Père Stéphane Esclef : Je suis né dans une famille modeste, mon père était peintre en garage et ma mère était confectionneuse en pantalons. Mes parents travaillant beaucoup, c’est ma grand-mère qui m’a élevé. J’ai eu une enfance simple mais très heureuse. Ma grand-mère avait voulu que je sois baptisé et mes parents, qui étaient de tradition catholique, baptisés eux-mêmes, n’ont pas mis d’opposition à ça. Ma grand-mère était pratiquante mais sans grande assiduité. En revanche, il y avait chez elle un sens de la charité qu’elle exerçait quotidiennement au service de l’église, entre autres. Et ça je l’ai toujours vu, cela m’a beaucoup marqué. Comme c’est elle qui m’a élevé, elle m’entraînait dès 7h du matin, avant d’aller à l’école dans ce qu’elle appelait ses “tournées” : ma grand-mère aidait les gens pauvres. Il y avait un itinéraire, on allait voir untel, boire le café chez les autres. C’était une fille de ferme, elle ne savait ni lire ni écrire, mais elle faisait le ménage, elle soignait les gens etc. Elle ne savait rien faire mais elle le faisait avec beaucoup d’amour. La vie chrétienne pour moi se cantonnait à ça. Puis j’ai fait mon catéchisme et ma première communion… mais c’était l’époque de 1968. Je me souviens de mon livret de 1ère communion : un livret rose avec Jésus qui brise des chaînes, avec Che Guevara et Gandhi de l’autre côté. La foi là-dedans, c’était pas terrible. Très tôt, après mon catéchisme, ma première communion et ma confirmation, j’ai arrêté, ça ne m’a pas du tout intéressé. J’ai juste continué les tournées avec ma grand-mère.

D’où vous est venue la passion pour la cuisine ?
Très tôt, j’ai aidé ma grand-mère à préparer les grands repas de famille. J’ai appris à faire la cuisine avec elle. C’est là que m’est venue la passion de la cuisine, en voyant que la cuisine était un moyen de convivialité, de rassemblement, de communion. Quand je relis ma vie maintenant, je dis que le Seigneur plaçait des billes déjà.

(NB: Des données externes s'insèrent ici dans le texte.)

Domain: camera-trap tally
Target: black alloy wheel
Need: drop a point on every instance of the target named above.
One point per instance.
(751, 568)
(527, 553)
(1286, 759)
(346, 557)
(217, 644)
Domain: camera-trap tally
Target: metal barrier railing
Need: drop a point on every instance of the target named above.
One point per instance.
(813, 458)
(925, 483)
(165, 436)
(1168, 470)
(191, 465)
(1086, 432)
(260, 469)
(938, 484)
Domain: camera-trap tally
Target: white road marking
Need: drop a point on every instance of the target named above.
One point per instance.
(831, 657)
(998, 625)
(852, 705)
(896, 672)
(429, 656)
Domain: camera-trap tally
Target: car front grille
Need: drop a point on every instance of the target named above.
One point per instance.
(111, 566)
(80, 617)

À 7 ans, je savais déjà que je voulais être cuisinier. J’ai commencé à travailler dès 14 ans et j’ai suivi un parcours professionnel épanouissant dans des établissements prestigieux. Mais la foi, Dieu : niet. Pas de messe, pas de Noël, pas de Pâques : pour moi Noël, c’était la dinde qu’on achetait, qu’on égorgeait et qu’on plumait.

Comment êtes-vous revenu vers Dieu après vous en être tant éloigné ?

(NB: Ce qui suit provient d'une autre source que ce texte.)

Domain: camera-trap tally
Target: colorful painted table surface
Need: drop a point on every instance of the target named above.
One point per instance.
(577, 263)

Par mes études et mon travail, j’avais demandé un sursis pour mon service militaire que j’ai fait à 22 ans. J’organisais le restaurant des officiers : je n’ai pas beaucoup porté le fusil sauf le fusil de cuisine (rires). Je m’étais lié d’amitié avec un copain qui n’habitait pas loin de chez moi. À un moment ce gars, Xavier, me dit un jour : “Écoute Stéphane, je voudrais te proposer d’aller à Lourdes”. “Non non c’est pas pour moi”. Il insiste, je me renseigne et je découvre que si je partais à Lourdes avec l’armée, j’avais quatre jours d’armée en moins sur mon cursus donc je me suis dit : “Génial, voilà mes motivations spirituelles pour aller à Lourdes”. Je pars à Lourdes avec ces motivations là et c’est là que tout a basculé. Déjà c’était la première fois que je partais avec des chrétiens, des prêtres, et ça m’a surpris — moi j’avais des a priori sur l’Église, les curés etc. — j’ai vu des gens normaux, on s’est bien marré et surtout des attentions très fortes les uns envers les autres, le soutien des malades. Puis on me dit : “Stéphane, il faut que tu ailles à la grotte”. Moi je ne me sentais pas digne d’aller à cet endroit là donc je me suis mis de l’autre côté de la rivière, en face de la grotte. Et là le temps s’est arrêté. Il y a eu une sorte de parenthèse. J’ai eu la révélation de la Vierge Marie qui m’a parlé, dans mon cœur — elle n’a pas clignoté dans la grotte mais elle m’a parlé — et elle m’a dit : “Stéphane, remonte tes manches et travaille dans l’Église et suis mon fils”. Quand je suis revenu après, à l’armée, j’étais changé : je parlais de Dieu tout le temps et les gens ne comprenaient pas. J’ai commencé à prier pour la première fois de ma vie et là ça faisait écho en moi, c’était viscéral.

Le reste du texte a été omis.